Come nella fiaba di Hans Christian Andersen può ben dirsi che a Madrid il “Re è nudo”, essendo il Re gli Stati nella fallita lotta ai cambiamenti climatici.

Ad una settimana dal suo inizio, nella COP 25 di tutto si è sinora parlato tranne di quel che conta: che le cose non vanno bene e che non potranno migliorarle le procedure burocratiche – indicate come ‘orientamenti operativi’ dell’Accordo di Parigi – di cui 13.635 rappresentanti delle Parti stanno discutendo (su 26.706 partecipanti accreditati).

Diversi i rapporti che attestano il fallimento collettivo degli Stati

Eppure la documentazione resa pubblica in questi giorni è di un’evidenza lapalissiana:
– si tratti dell’Emissions Gap Report 2019 dell’UNEP che attesta il “fallimento collettivo” degli Stati al punto che se anche tutti i Piani Nazionali venissero attuati la temperatura aumenterebbe comunque di 3,2°C;
– del documento del Global Carbon Project dal significativo titolo Global Energy Growth is Outpacing Dacarbonization;
– o dell’ultimo rapporto della World Meteorological Organization che ha attestato che la concentrazione atmosferica dei gas serra ha toccato nel 2018 nuovi massimi.

E le cose in futuro potranno peggiorare, se si considera l’impatto dei 200 GWe di centrali elettriche a carbone in costruzione o autorizzate nel 2019 in Cina, i 95 in India, i 75 in altri paesi asiatici (con una somma di gran lunga superiore ai nuovi GWe rinnovabili), anche se le nuove centrali hanno un impatto ambientale incommensurabilmente inferiore a quello di un tempo.

Resta il fatto che la ‘Transizione Energetica’ in atto è ben altro da quella promessa/profetizzata/acclamata. Nel trade-off crescere/declinare i paesi emergenti non hanno dubbi.

Le ragioni per cui le cose non vanno come desiderato sono spesso più politico-sociali che tecnologiche, ma questi aspetti vengono per lo più trascurati

Capire la realtà delle cose e le ragioni per cui non vanno nel senso desiderato, spesso politico-sociali più che tecnologiche, individuare le soluzioni per rimuoverle, rendere vincolanti obiettivi ora solo volontari, sarebbe stato ben più utile che confrontarsi in centinaia di mini incontri sui più disparati temi scientifici o discettare se non sia il caso di innalzare l’asticella degli obiettivi visto che quelli attuali non si riescono a raggiungere.

Ebbene, di fronte a queste sconfitte, non una proposta operativa è stata avanzata alla Fiera di Madrid mentre nessuna notizia trapela su quel che si sta facendo nonostante i 3.076 giornalisti accreditati.

L’unica emozione la si è avuta con l’arrivo di Greta dopo un viaggio di 20 giorni (in catamarano) dagli Stati Uniti; una notte (in treno) da Lisbona; l’ultimo miglio (in auto elettrica) per raggiungere la manifestazione di centinaia di migliaia di ragazzi.
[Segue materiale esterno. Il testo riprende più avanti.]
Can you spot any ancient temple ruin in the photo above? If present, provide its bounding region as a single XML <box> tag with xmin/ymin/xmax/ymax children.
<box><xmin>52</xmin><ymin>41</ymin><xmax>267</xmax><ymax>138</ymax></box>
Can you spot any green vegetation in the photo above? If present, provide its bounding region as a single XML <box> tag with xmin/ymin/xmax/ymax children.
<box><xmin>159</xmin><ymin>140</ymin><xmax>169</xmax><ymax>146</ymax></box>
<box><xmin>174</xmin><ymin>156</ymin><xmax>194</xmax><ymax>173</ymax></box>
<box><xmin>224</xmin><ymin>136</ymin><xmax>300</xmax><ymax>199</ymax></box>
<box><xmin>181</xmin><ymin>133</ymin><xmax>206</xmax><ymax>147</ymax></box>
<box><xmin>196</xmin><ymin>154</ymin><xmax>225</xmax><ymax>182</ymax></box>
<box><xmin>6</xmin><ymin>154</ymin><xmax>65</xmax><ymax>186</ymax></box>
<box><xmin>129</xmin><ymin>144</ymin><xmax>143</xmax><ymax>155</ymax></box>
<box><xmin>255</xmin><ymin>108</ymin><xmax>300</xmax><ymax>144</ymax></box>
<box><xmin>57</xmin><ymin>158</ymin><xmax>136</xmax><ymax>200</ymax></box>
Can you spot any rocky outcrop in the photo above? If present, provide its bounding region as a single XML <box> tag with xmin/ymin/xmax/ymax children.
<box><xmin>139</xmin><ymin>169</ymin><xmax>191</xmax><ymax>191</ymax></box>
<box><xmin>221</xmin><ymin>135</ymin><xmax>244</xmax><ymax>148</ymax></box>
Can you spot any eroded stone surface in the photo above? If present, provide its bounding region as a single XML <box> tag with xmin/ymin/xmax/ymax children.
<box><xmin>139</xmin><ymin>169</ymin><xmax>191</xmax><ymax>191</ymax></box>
Un evento mediaticamente importante ma che non ha minimamente modificato l’agenda della COP25.

Quel che impressiona è lo scarto enorme tra le altisonanti e retoriche dichiarazioni e il niente che dalla COP sta emergendo

Quel che impressiona è lo scarto enorme tra le altisonanti e retoriche dichiarazioni dei leader del mondo alla sua apertura, i non meno altisonanti documenti, risoluzioni, appelli inviati da organismi internazionali, governi, parlamenti (si legga la risoluzione del parlamento europeo in 127 punti) sui rischi dell’’‘emergenza climatica’ e il niente che dalla COP sta emergendo.

Mentre, in mancanza d’altro, vi è chi esalta Creative Industries Pact For Sustainable Action dopo la decisione del gruppo musicale Coldplay di cancellare i concerti fino a quando non troveranno il modo di renderli carbon-neutral.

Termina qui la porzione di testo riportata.